Es war einmal in Amerika
(Once upon a time in America)

USA / Italien, 227min
Filmspiegel-Auszeichnung
R:Sergio Leone
B:Harry Grey,Sergio Leone, Leonardo Benvenuti, Franco Ferrini
D:Robert DeNiro,
James Woods,
Elizabeth McGovern,
Treat Williams,
Tuesday Weld
L:IMDb
„When you've been betrayed by a friend you hit back”
Inhalt
Brooklyn, 1923: Bereits als Kinder ziehen Noodles und Max, beide Söhne jüdischer Emigranten, mit ihrer Gang einen Schnapsschmuggel auf. Weil Noodles den Mörder eines Bandenmitglieds ersticht, muss er hinter Gitter. Zehn Jahre später hat es das Syndikat unter Max (James Woods) zu Reichtum und Respekt gebracht. Noodles (Robert De Niro) aber kritisiert dessen unersättliche Geldgier.
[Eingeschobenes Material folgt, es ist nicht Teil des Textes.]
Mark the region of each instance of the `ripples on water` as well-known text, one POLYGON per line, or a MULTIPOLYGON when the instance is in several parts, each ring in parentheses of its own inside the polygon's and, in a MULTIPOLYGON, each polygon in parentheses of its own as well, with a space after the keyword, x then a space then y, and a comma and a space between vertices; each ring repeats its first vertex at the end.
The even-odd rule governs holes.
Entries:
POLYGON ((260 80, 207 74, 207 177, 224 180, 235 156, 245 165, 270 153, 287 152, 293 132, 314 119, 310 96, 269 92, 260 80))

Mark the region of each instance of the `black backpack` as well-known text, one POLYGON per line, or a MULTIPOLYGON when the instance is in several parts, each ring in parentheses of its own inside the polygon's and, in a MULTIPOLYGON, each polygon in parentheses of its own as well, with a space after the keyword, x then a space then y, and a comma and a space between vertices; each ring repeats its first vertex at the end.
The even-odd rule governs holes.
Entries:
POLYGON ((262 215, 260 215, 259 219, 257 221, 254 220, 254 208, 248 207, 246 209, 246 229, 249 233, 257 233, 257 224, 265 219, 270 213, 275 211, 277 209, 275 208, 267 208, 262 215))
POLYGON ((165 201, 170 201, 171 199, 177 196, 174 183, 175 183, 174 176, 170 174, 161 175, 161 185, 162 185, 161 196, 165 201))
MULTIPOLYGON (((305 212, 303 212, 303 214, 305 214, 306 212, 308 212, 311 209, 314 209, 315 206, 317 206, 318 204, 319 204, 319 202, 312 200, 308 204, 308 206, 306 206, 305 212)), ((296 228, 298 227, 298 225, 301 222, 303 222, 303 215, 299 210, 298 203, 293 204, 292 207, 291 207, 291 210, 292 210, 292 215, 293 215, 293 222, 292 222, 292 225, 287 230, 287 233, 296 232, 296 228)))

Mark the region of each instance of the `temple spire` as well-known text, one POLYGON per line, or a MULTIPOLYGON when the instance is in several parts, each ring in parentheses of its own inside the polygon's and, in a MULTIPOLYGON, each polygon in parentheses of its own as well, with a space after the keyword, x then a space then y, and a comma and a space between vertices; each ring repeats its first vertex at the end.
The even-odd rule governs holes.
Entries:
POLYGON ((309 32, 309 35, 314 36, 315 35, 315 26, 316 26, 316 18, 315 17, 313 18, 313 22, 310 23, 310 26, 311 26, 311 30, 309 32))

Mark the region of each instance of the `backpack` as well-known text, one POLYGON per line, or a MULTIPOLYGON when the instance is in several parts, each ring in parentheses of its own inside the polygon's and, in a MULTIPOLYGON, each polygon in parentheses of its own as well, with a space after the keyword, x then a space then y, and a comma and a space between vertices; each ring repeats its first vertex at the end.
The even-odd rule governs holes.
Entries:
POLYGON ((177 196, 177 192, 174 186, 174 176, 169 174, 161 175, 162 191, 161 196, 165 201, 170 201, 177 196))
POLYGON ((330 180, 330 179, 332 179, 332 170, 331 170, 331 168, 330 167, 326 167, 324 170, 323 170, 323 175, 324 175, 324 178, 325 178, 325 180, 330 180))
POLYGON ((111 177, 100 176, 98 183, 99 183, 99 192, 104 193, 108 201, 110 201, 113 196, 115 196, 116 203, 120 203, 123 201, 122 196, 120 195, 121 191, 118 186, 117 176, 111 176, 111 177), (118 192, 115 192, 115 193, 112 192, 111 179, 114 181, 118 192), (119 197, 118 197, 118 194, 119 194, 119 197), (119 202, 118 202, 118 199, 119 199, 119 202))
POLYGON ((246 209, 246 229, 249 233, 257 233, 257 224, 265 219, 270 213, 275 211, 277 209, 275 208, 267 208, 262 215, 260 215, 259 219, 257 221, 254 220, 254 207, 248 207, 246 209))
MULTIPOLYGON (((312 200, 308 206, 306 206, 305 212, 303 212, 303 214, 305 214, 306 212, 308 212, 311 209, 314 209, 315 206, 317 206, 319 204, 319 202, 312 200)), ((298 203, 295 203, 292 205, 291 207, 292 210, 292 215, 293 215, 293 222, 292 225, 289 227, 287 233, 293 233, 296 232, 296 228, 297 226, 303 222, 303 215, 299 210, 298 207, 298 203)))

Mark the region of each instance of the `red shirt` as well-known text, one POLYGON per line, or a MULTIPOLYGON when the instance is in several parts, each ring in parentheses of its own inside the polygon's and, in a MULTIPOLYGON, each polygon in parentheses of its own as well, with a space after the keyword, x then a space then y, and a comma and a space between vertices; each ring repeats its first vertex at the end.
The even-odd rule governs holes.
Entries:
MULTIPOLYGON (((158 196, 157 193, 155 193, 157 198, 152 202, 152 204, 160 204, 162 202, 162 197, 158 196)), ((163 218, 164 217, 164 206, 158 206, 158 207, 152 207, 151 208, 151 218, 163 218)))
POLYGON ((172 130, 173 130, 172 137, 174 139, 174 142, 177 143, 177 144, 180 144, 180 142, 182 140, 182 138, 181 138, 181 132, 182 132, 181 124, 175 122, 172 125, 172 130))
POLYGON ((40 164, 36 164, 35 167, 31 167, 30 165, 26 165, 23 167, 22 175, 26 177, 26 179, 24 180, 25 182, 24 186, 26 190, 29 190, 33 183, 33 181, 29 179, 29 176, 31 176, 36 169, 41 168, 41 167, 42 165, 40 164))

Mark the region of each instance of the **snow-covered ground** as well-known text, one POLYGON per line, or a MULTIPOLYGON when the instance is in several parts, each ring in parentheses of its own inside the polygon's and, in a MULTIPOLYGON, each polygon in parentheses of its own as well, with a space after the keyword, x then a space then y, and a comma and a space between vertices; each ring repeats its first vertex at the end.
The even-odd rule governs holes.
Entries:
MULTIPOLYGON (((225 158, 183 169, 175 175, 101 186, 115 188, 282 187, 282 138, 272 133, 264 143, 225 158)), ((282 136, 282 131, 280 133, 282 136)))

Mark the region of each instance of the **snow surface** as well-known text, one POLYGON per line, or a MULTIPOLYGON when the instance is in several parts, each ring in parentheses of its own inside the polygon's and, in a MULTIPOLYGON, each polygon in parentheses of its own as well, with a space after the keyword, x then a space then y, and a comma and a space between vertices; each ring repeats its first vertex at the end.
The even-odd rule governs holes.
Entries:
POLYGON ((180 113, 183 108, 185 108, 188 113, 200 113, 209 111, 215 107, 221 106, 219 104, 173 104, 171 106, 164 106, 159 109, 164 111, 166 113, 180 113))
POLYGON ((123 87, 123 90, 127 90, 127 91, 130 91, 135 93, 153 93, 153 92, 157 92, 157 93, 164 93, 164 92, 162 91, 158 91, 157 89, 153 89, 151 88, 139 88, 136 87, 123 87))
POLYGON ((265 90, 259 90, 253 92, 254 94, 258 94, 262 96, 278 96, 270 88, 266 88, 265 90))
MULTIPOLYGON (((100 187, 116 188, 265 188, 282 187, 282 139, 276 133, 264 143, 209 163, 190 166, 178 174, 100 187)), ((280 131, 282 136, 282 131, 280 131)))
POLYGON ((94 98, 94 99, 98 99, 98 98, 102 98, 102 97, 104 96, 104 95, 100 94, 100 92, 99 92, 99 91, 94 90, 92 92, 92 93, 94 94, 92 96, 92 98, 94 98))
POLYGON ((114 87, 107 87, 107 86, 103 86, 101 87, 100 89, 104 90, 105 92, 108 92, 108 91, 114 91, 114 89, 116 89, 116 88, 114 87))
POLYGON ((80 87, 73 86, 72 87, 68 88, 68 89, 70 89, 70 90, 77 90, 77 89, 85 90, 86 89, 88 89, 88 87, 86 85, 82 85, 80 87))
Mit dem Ende der Prohibition sucht sich Max neue "Arbeit". Um ihn vor einer Torheit zu bewahren, verrät Noodles den einstigen Partner.
Kurzkommentar
Sergio Leones letzter Film ist die konsequente Fortführung des in "Todesmelodie" lediglich angerissenen Themenkanons um Leben, Liebe, Freundschaft, Verrat. Mit unbändiger Liebe zum Detail und Mut zu komplexer Rückblendentechnik entwirft er ein mitreißendes, jederzeit um Vielschichtigkeit bemühtes Gangsterdrama, das inhaltlich und formal absolut harmonisch wirkt. Auch wenn er mit knapp vier Stunden Laufzeit höchste Konzentration erfordert und sich mancher Handlungsstrang (Beispiel: Streikdemo) als nicht griffig genug erweist, ist Leones meisterliche Story- und Figurenführung jederzeit zu spüren. "Es war einmal in Amerika" ist einer der wenigen Filme, dessen Werbespruch wie angegossen sitzt: "As boys, they said they would die for each other. As men, they did".